In our context, we are the ones most likely to claim Jesus as belonging to us.
And we are the ones most likely to get mightily offended if he were to snap back and remind us that, “Actually, we belong to him, not the other way around.”
What is more, the people who would get cast as “the poor”, “the captives,” and “the oppressed” in our context would likely include a good portion of the folks whom the American church has shunned… because that’s the whole point of Jubilee.
In the 1st Century, people assumed that the poor, and captive, and oppressed were subjects of God’s judgment, suffering because of their sin.
The Jubilee command was a way to disrupt that theology and to assert that God’s design was to restore the outsiders.
So, by declaring the prophecy fulfilled in his ministry, Jesus is declaring that the people who have been judged and excluded by the existing religious meaning system are actually the focus of God’s healing work in the world.

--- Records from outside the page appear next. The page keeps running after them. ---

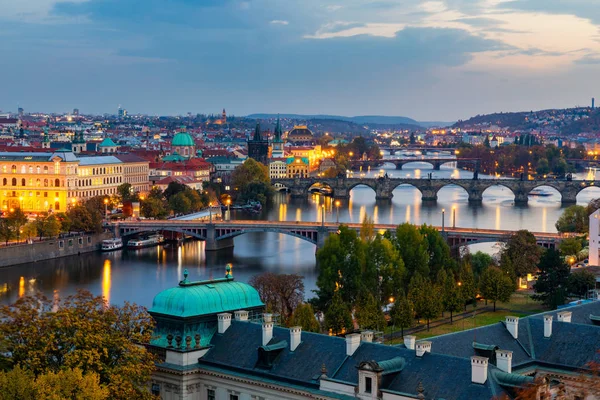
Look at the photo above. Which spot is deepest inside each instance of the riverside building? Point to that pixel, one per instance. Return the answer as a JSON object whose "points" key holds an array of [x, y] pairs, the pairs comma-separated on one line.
{"points": [[214, 342], [53, 181]]}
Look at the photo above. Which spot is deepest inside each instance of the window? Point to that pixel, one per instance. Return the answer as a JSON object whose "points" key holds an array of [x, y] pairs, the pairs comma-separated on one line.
{"points": [[156, 389], [368, 385]]}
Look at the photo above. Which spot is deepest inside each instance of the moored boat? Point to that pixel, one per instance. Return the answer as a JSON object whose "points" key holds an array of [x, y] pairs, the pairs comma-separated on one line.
{"points": [[112, 244], [148, 241]]}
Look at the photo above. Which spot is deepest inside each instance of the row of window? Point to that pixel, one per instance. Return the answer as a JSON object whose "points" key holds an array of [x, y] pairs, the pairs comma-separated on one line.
{"points": [[38, 182]]}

And that means that a modern casting would have people in poverty, and those who are or who have been incarcerated, for sure,
but it would also have gay and bisexual people;
it would include our trans and non-binary siblings;
those who are neurodiverse, and schizophrenic, and addicted;
those whose cultures or languages make them outsiders so that welcoming them means we have to be willing to do things in new ways that are less comfortable for us.
It means that Jesus’s message to us is:
“You are my hometown, but I’m on the move, and if you want to be part of what I am doing, you all have to be willing to move too. My mission is not about making you comfortable. It’s about meeting the needs of the people it’s all too easy for you to ignore. So that’s where I’m going. Will you join me?”
And that means the question for us is how we are going to react to this 21st Century adaptation of the Nazareth synagogue story.
Will we play the story true to type, getting angry at the suggestion that the church is not at the center of Christ’s mission, and that we can’t gate-keep who is in and who is out?
Or, will we celebrate Christ’s mission, by recognizing the dignity and belovedness of the people Christ is calling us welcome into Jubilee?
The original Nazareth synagogue got it wrong… but the good news is that we are part of the re-make. We have the chance to hear the challenge and respond a different way. Thanks be to God.